When anyone creates a consistent theory like those of mathematicians, statisticians, and logicians, there is a certain thought process that is undertaken. Usually, as I have observed, the thinking is intuitive and uses pictures for reasoning but the foundations for what is actually discussed rely on formal symbols by means of a proof. These proofs use classical logic as grounds for their justification (things such as NOT, OR, AND, and IMPLIES to create sentences). Proofs to humans are verbal much like the sentence you are reading now but Gödel showed with his incompleteness theorems that all statements made in any branch of mathematics are much like (if not identical) ‘crunching numbers’—he used Gödel numbering together with the fundamental theorem of arithmetic to represent every possible symbolization and concatenation of these symbols which make up both proofs and statements in mathematics.
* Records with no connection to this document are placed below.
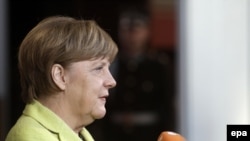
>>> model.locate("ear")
[51,64,66,90]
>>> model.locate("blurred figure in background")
[105,7,174,141]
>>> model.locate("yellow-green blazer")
[5,100,94,141]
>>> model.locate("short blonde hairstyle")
[18,16,118,103]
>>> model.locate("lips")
[100,95,108,101]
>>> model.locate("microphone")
[157,131,185,141]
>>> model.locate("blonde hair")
[18,16,118,103]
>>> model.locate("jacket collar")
[23,100,94,141]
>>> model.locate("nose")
[105,71,116,89]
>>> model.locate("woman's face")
[65,58,116,125]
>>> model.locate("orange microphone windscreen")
[157,131,185,141]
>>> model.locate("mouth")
[100,95,108,101]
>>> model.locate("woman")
[6,16,118,141]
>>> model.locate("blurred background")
[0,0,250,141]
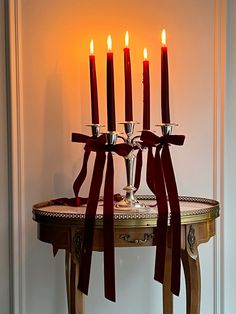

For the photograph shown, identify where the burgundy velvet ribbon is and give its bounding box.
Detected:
[134,143,155,194]
[141,131,185,295]
[78,139,132,301]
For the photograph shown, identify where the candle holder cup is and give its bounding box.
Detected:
[87,123,104,137]
[155,122,178,136]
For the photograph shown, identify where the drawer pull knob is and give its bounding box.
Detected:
[120,233,154,244]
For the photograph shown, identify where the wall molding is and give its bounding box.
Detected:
[213,0,227,314]
[5,0,25,314]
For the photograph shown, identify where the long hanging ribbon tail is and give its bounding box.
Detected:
[103,152,116,302]
[161,144,181,295]
[153,145,168,283]
[134,149,143,192]
[146,146,156,194]
[73,151,90,197]
[78,151,106,294]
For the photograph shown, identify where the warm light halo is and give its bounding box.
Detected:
[125,31,129,48]
[161,29,166,46]
[143,48,147,60]
[90,39,94,55]
[107,34,112,51]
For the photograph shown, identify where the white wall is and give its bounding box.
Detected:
[0,0,9,314]
[6,0,227,314]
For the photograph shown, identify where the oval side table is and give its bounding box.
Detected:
[33,196,219,314]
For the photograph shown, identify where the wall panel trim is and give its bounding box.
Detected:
[213,0,227,314]
[6,0,25,314]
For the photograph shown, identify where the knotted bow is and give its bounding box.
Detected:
[78,139,132,301]
[141,131,185,295]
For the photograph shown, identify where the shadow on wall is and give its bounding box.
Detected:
[41,67,71,197]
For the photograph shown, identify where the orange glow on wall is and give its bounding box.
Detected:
[125,31,129,48]
[90,40,94,55]
[143,48,147,60]
[107,35,112,51]
[161,29,166,46]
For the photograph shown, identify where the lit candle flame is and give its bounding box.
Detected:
[90,40,94,55]
[143,48,147,60]
[107,35,112,51]
[125,31,129,48]
[161,29,166,46]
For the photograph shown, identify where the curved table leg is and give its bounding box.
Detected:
[181,250,201,314]
[162,247,173,314]
[65,252,84,314]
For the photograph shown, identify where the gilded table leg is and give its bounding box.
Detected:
[181,226,201,314]
[163,247,173,314]
[66,252,84,314]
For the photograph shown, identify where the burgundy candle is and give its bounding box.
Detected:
[143,48,150,130]
[89,40,99,124]
[124,32,133,121]
[107,35,116,131]
[161,30,170,123]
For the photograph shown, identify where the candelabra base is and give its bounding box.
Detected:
[114,198,149,212]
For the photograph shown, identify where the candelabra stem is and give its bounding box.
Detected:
[115,122,147,212]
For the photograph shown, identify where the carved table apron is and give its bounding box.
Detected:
[33,196,219,314]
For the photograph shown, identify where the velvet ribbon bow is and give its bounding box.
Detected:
[141,131,185,295]
[78,139,132,301]
[134,142,155,194]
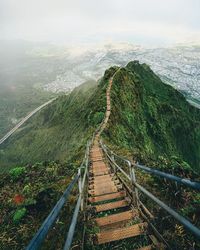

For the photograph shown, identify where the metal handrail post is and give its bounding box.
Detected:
[126,160,139,206]
[110,151,117,174]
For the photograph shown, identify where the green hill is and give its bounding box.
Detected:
[102,61,200,170]
[0,61,200,250]
[0,61,200,173]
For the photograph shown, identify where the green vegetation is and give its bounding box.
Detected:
[0,159,78,250]
[104,61,200,171]
[0,62,200,250]
[13,207,26,224]
[0,77,114,171]
[9,167,25,180]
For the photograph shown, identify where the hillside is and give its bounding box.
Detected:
[0,61,200,170]
[0,61,200,250]
[0,75,113,171]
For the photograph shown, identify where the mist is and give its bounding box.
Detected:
[0,0,200,46]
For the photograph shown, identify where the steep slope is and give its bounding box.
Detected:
[105,61,200,169]
[0,61,200,173]
[0,73,115,171]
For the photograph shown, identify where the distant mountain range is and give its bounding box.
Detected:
[39,44,200,99]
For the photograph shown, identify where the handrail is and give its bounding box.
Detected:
[100,142,200,239]
[102,144,200,190]
[63,142,91,250]
[26,174,79,250]
[26,142,91,250]
[133,163,200,190]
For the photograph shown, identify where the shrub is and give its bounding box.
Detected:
[13,207,26,224]
[9,167,26,180]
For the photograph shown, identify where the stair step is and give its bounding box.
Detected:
[89,180,120,188]
[89,181,117,189]
[94,210,137,227]
[95,200,128,212]
[97,222,147,245]
[91,161,107,169]
[89,178,115,185]
[88,191,126,203]
[90,170,109,176]
[88,185,122,196]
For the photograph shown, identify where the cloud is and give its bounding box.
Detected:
[0,0,200,43]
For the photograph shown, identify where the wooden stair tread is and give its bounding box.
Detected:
[89,191,126,203]
[94,200,128,212]
[89,173,114,181]
[94,210,137,227]
[90,170,109,176]
[97,222,147,245]
[89,180,120,189]
[88,186,121,196]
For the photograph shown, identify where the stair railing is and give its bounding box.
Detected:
[100,141,200,239]
[26,141,92,250]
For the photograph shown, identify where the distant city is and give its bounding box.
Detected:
[40,44,200,99]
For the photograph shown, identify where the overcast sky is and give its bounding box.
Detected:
[0,0,200,45]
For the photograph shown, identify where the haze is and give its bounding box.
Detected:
[0,0,200,45]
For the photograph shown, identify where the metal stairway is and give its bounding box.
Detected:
[26,70,200,250]
[85,75,164,249]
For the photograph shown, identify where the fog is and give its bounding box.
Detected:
[0,0,200,45]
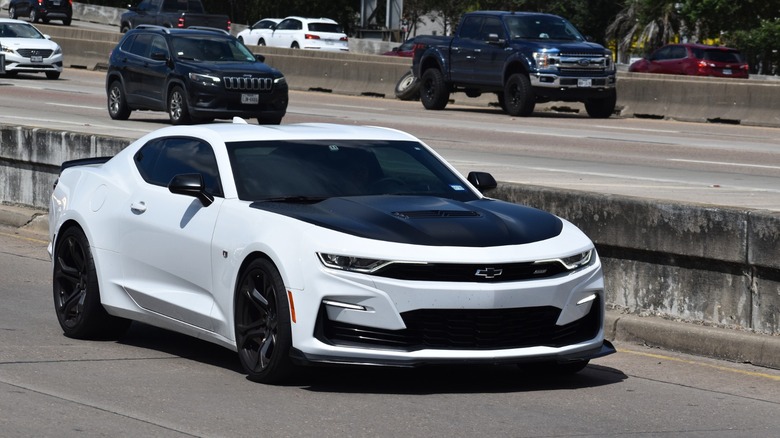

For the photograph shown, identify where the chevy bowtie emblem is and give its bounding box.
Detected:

All that aside, the end product of the mathematician is a formal layout of what they intuitively thought up in their mind. Much like this universe has rules, laws, or regularities that make it up, so theories belonging to mathematicians have structure and conventions for expressing clearly to everyone what is thought in a way free of contradictions. Below are the basics people in math, computer science, logic, statistics, and even physics use to convey their ideas. We give examples from popular mathematics you might have heard of in school so it doesn’t feel archaic. By the way, a good book to check out is Eucild’s Elements; it uses most of the concepts discussed here.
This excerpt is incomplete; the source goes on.